Retrieve URL's from a pdf - Printable Version

+- Python Forum (https://python-forum.io)
+-- Forum: Python Coding (https://python-forum.io/forum-7.html)
+--- Forum: General Coding Help (https://python-forum.io/forum-8.html)
+--- Thread: Retrieve URL's from a pdf (/thread-26772.html)

Retrieve URL's from a pdf - AjayBachu - May-13-2020

Hi Team,

I have a requirement to fetch URL's from pdf, in pdf I have url which is multiline,like below

https://www.flipkart.com/dell‐vostro‐14‐3000‐core‐i5‐8th‐gen‐8‐gb‐1‐tb‐hdd‐linux‐2‐gb‐graphics‐vos‐3480‐
laptop/p/itmf1a0a2f37df6d?pid=COMFHTHRPGSA9DZZ&lid=LSTCOMFHTHRPGSA9DZZNGCK4U&marketplace=FLIPKART&srno=s_1_9&otracker
=AS_QueryStore_HistoryAutoSuggest_1_3_na_na_na&otracker1=AS_QueryStore_HistoryAutoSuggest_1_3_na_na_na&fm=SEARCH&iid=76edd
cb3‐cab7‐4918‐bdb0‐
d9f7bf73e149.COMFHTHRPGSA9DZZ.SEARCH&ppt=sp&ppn=sp&ssid=cu8ijgssu80000001588912967680&qH=40034c3bbcbbd998

I used regex,
url = re.findall('http[s]?://(?:[a-zA-Z]|[0-9]|[.$-_@.&+]|[!*,\n]|(?:%[0-9a-fA-F][0-9a-fA-F]))+', string)
-output: https://www.flipkart.com/dell

I used urlextract as well in both cases only first line of url is coming in output.

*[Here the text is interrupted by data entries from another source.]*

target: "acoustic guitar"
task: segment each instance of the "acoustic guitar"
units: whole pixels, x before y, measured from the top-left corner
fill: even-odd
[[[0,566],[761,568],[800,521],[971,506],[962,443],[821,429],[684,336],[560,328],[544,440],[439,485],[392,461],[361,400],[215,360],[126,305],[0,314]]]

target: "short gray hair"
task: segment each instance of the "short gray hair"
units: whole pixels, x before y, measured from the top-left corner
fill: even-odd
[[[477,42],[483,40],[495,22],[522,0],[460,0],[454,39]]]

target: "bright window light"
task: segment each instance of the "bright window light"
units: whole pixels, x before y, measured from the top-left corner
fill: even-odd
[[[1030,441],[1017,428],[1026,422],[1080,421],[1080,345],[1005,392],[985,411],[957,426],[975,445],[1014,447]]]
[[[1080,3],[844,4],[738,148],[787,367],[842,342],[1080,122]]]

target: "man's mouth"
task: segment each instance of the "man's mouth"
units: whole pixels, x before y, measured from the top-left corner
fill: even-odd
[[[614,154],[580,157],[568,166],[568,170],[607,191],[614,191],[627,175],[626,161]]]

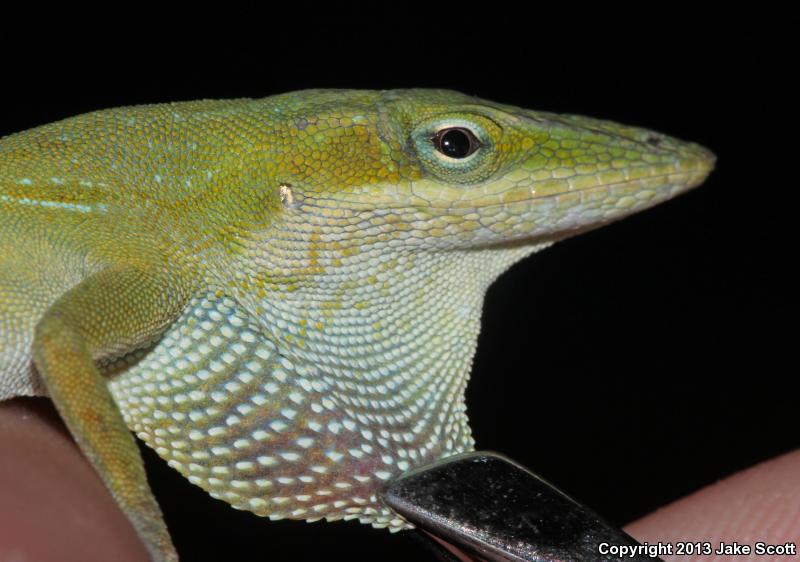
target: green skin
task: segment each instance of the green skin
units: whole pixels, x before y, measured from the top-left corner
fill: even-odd
[[[477,140],[455,158],[433,140]],[[0,140],[0,400],[50,396],[154,560],[130,430],[271,518],[407,524],[376,493],[473,447],[483,295],[702,183],[691,143],[449,91],[82,115]]]

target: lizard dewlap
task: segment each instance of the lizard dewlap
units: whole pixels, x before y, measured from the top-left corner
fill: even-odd
[[[236,508],[403,528],[377,490],[473,446],[489,284],[713,162],[442,90],[128,107],[11,135],[0,399],[53,399],[155,560],[177,557],[129,430]]]

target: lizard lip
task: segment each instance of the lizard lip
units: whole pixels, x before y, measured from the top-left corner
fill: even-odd
[[[695,155],[683,161],[682,168],[693,174],[693,178],[687,184],[687,189],[697,187],[703,183],[709,174],[714,171],[717,165],[717,157],[713,152],[702,146],[696,146]]]
[[[548,199],[558,199],[564,196],[574,196],[582,193],[588,193],[591,191],[597,191],[601,189],[614,189],[614,188],[621,188],[624,186],[629,185],[636,185],[637,183],[642,182],[653,182],[657,181],[661,185],[657,187],[653,187],[651,189],[659,189],[659,188],[675,188],[677,186],[682,186],[680,191],[685,191],[688,189],[692,189],[694,187],[699,186],[702,184],[711,171],[714,169],[714,157],[712,155],[711,158],[704,158],[704,159],[697,159],[697,160],[685,160],[681,163],[680,167],[676,167],[674,170],[669,172],[661,172],[661,173],[653,173],[651,175],[637,177],[637,178],[630,178],[624,179],[615,182],[609,183],[597,183],[596,185],[590,185],[587,187],[582,187],[579,189],[566,189],[564,191],[557,191],[553,193],[546,193],[546,194],[536,194],[536,186],[531,185],[525,190],[527,190],[529,197],[520,197],[516,201],[511,202],[500,202],[500,203],[493,203],[489,205],[469,205],[465,204],[464,208],[480,208],[480,209],[490,209],[493,207],[500,207],[500,206],[511,206],[516,204],[526,204],[531,203],[534,201],[545,201]],[[523,190],[520,189],[520,193]],[[454,207],[455,208],[455,207]]]
[[[717,156],[704,146],[687,143],[687,149],[681,154],[682,159],[690,162],[691,166],[711,172],[716,166]]]

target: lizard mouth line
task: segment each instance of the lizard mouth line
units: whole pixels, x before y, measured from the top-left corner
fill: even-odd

output: https://www.flipkart.com/dell‐vostro‐14‐3000‐core‐i5‐8th‐gen‐8‐gb‐1‐tb‐hdd‐linux‐2‐gb‐graphics‐vos‐3480‐

most of times I am getting only one line, can you help me here. above url will be clubbed in data.

RE: Retrieve URL's from a pdf - keuninkske - May-13-2020

hello,

i don't know if your pdf has other text between the URL's

otherwise you can take all text from the pdf in one line
and then break up the line everythime you find 'http' or 'https'

RE: Retrieve URL's from a pdf - AjayBachu - May-14-2020

Yes Pdf has other text data as well.

Thanks for your reply.. let me know if you have any other way to fetch urls embedded in pdf along with other text

Extract Multiline URL's from pdf/text file - AjayBachu - May-15-2020

I have a file with list of url's along with other data.

We need to extract URL's.

I tried URLExtract but its not fetching more then one line.

RE: Retrieve URL's from a pdf - AjayBachu - May-15-2020

how to split the line when we find HTTP or https?

RE: Retrieve URL's from a pdf - keuninkske - May-17-2020

have you googled your latest question already?

string.split('http')

RE: Retrieve URL's from a pdf - AjayBachu - May-18-2020

If I do like this, http is getting removed from response.

string.split('http')

RE: Retrieve URL's from a pdf - keuninkske - May-18-2020

easy to add......., you know exactly what is removed

while searching and learning this thing
you will find your way trough python
at first it will be like this one, not perfect, but thats the only beginning of a learning curve

asking every easy question without searching yourself
or with beeing to precise
and not beeing solution minded
you will never get forward on the learning curve

RE: Retrieve URL's from a pdf - AjayBachu - May-19-2020

Thanks for your advice and I am not reaching here without doing prior exercise from my end.

After doing research from my end, I am posting here.
You can reply me, if you have solution otherwise no issues.